Я просидел так довольно долго, думая о всякой всячине. Среди прочего и о том, какими мы тогда вернулись с войны – молодыми, но уже изверившимися, как шахтеры из обвалившейся шахты. Мы хотели сражаться с ложью, себялюбием, бессердечием, корыстью – со всем тем, что было повинно в нашем прошлом, что сделало нас черствыми, жесткими, лишило всякой веры, кроме веры в локоть товарища и в то, что нас никогда не обманывало, – в небо, табак, деревья, хлеб, землю; но что из всего этого вышло? Все рушилось на глазах, предавалось забвению, извращалось. А тому, кто хранил верность памяти, выпадали на долю бессилие, отчаяние, равнодушие и алкоголь. Время великих и смелых мечтаний миновало. Торжествовали деляги, коррупция, нищета.
«Хорошо вам, вы-то один», – сказал Хассе. Звучит превосходно: кто одинок, тот не будет покинут. Но иногда вечерами рушился этот карточный домик, и жизнь оборачивалась мелодией совсем иной – преследующей рыданиями, взметающей дикие вихри тоски, желаний, недовольства, надежды – надежды вырваться из этой одуряющей бессмыслицы, из бессмысленного кручения этой вечной шарманки, вырваться безразлично куда.

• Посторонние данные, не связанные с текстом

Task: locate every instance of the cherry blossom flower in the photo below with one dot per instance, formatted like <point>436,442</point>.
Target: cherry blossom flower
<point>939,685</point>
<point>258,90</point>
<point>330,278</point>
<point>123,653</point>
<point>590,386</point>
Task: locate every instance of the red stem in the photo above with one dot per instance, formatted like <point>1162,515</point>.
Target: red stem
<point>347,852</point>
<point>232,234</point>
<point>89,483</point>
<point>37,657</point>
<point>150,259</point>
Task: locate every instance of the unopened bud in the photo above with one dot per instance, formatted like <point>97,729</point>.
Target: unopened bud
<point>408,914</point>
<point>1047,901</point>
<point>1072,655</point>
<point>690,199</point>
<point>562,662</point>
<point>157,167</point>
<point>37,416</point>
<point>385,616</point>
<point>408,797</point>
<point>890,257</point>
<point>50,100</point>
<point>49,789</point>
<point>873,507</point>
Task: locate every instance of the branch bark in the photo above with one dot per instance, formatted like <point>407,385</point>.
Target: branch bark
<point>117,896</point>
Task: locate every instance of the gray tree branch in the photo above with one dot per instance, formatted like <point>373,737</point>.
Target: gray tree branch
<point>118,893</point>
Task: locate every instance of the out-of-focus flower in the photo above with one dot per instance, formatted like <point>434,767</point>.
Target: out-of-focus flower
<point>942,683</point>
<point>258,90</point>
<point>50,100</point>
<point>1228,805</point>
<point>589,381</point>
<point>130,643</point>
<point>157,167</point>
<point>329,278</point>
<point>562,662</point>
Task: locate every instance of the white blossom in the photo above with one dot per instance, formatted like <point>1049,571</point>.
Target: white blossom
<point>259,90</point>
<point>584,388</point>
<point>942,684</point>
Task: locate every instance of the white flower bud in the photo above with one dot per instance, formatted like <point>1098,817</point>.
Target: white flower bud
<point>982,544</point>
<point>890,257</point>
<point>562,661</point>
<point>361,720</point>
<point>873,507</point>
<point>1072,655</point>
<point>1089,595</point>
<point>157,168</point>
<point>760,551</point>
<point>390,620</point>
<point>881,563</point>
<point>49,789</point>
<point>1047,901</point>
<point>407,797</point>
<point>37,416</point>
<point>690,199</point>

Ах, эта жалкая наша потребность в толике теплоты; две руки да склонившееся к тебе лицо – это ли, оно ли? Или тоже обман, а стало быть, отступление и бегство? Есть ли на свете что-нибудь, кроме одиночества?
Я закрыл окно. Нет, ничего другого нет. Для другого у человека слишком мало почвы под ногами.
Все же на следующее утро я вышел из дома чуть свет и по дороге в мастерскую немилосердным грохотом вытащил из постели владельца цветочной лавки. Я выбрал букет роз и велел его немедленно отослать по адресу. Мной владело странное чувство, когда я выводил на карточке слова: Патриция Хольман.